GEORGIA COURT OF APPEALS RULES PLAINTIFF MUST DO MORE THAN SPECULATE AS TO CAUSE OF A SLIP AND FALL

Posted by Wm. Daniel Floyd

Jean Benton slipped and fell at the Southeast Georgia Medical Center after leaving her Doctor’s appointment. The accident occurred in the lobby of the Medical Center. She stated it was only at the time of her fall that she felt the floor was slick. As a result of her slip and fall, she suffered a serious injury to her right shoulder.
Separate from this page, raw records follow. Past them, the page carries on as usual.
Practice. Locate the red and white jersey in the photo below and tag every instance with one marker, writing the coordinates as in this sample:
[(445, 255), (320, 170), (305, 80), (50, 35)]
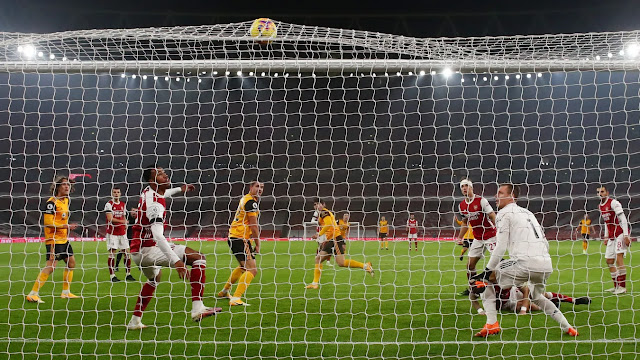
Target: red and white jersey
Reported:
[(151, 209), (476, 212), (413, 226), (609, 210), (119, 211)]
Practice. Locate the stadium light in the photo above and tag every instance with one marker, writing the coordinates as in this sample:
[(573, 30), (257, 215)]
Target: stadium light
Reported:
[(633, 49)]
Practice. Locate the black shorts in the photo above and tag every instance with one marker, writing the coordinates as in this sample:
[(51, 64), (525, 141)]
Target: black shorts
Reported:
[(329, 246), (241, 248), (61, 251)]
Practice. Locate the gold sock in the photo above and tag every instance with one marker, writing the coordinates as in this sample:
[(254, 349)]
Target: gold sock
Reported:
[(353, 263), (235, 275), (67, 277), (42, 278), (317, 271), (243, 283)]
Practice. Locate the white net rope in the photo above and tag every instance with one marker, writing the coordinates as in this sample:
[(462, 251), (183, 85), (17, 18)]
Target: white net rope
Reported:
[(375, 124)]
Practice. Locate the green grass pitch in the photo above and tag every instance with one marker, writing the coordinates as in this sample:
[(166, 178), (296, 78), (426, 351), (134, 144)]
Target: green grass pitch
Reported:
[(409, 310)]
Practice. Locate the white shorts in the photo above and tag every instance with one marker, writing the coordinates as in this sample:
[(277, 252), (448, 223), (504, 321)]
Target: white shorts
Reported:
[(478, 247), (117, 242), (615, 247), (152, 259), (509, 275)]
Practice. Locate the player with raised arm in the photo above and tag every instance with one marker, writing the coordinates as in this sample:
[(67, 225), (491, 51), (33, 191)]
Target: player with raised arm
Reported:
[(519, 233), (585, 231), (56, 239), (478, 215), (412, 231), (331, 242), (383, 232), (117, 241), (616, 239), (244, 228), (151, 250)]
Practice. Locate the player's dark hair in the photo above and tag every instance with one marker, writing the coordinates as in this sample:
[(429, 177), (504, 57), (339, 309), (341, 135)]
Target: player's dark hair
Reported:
[(513, 189)]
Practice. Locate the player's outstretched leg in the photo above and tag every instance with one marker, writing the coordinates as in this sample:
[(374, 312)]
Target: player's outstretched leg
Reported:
[(197, 278)]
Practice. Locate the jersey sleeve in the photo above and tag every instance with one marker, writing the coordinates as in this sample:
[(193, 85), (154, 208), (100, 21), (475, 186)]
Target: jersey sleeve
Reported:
[(251, 207), (486, 207)]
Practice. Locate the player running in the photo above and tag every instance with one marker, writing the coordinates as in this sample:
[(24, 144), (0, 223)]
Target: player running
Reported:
[(467, 239), (151, 250), (383, 232), (529, 261), (332, 242), (616, 239), (56, 232), (585, 230), (117, 241), (244, 227), (412, 230), (478, 215)]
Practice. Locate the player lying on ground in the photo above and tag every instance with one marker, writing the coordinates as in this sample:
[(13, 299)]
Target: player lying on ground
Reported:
[(519, 232), (245, 226), (331, 243), (151, 250), (616, 239), (57, 246)]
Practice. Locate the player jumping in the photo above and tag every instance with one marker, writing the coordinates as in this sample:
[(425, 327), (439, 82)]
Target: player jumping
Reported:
[(332, 242), (616, 239), (151, 250), (56, 232)]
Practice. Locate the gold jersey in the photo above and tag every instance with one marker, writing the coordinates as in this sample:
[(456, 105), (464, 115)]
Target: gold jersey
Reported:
[(240, 226)]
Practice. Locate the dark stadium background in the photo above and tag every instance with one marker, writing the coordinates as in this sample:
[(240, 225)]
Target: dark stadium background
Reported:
[(392, 145)]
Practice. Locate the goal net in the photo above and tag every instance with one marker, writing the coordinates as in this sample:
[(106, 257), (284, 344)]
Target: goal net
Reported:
[(374, 124)]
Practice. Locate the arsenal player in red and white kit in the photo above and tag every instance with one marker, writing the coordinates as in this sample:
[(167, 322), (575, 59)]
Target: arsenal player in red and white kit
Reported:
[(412, 229), (479, 215), (117, 241), (616, 238), (151, 250)]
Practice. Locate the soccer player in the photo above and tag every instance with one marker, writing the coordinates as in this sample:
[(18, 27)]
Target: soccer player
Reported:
[(412, 230), (478, 215), (616, 239), (332, 242), (117, 242), (529, 261), (131, 219), (244, 228), (56, 232), (585, 230), (383, 232), (151, 250), (467, 239)]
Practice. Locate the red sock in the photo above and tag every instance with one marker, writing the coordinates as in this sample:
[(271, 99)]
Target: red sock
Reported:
[(111, 262), (198, 277), (562, 298), (144, 298)]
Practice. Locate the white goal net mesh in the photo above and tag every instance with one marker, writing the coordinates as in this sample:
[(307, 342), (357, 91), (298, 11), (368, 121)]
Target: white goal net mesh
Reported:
[(374, 124)]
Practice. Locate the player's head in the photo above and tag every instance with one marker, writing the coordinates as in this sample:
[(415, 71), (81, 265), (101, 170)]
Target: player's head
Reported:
[(466, 186), (61, 186), (318, 204), (603, 192), (156, 176), (256, 188), (116, 193), (507, 194)]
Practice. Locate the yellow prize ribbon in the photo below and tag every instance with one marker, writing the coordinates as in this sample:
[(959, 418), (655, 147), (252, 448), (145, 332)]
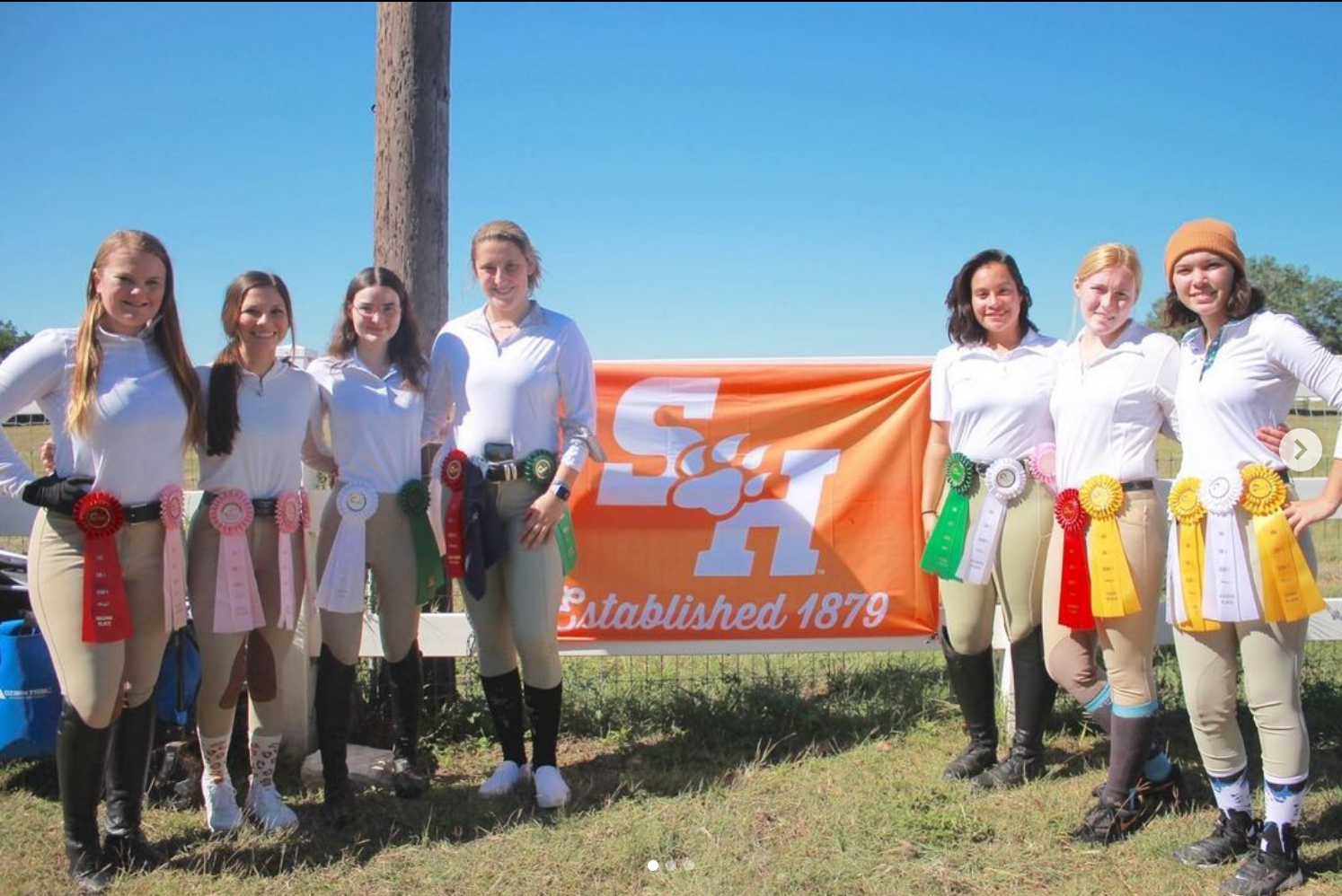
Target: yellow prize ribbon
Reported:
[(1290, 592), (1187, 514), (1113, 593)]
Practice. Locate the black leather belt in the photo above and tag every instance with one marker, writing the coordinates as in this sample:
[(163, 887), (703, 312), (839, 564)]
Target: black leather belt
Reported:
[(983, 467), (260, 505), (132, 514), (502, 471)]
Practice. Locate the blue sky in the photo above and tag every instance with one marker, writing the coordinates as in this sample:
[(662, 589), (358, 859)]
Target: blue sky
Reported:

The issue in this case was whether the Medical Center failed to protect Ms. Benton from a dangerous condition. A business owner has a statutory duty to protect its invitees or guests from dangerous conditions by keeping its building or land in a reasonably safe condition. In this case, like other slip and fall cases, Ms. Benton, as the invitee, had the burden to show that a dangerous condition existed and what that condition was which caused her to fall. The Medical Center moved for summary judgment, arguing that Ms. Benton failed to provide evidence showing that her injury was a result of a dangerous condition. The trial court denied the motion and the medical center appealed to the Georgia Court of Appeals. Glynn-Brunswick Mem’l Hosp. Auth. v. Benton, 2010 Ga. App. LEXIS 344; 2010 Fulton County D. Rep. 1222 (2010).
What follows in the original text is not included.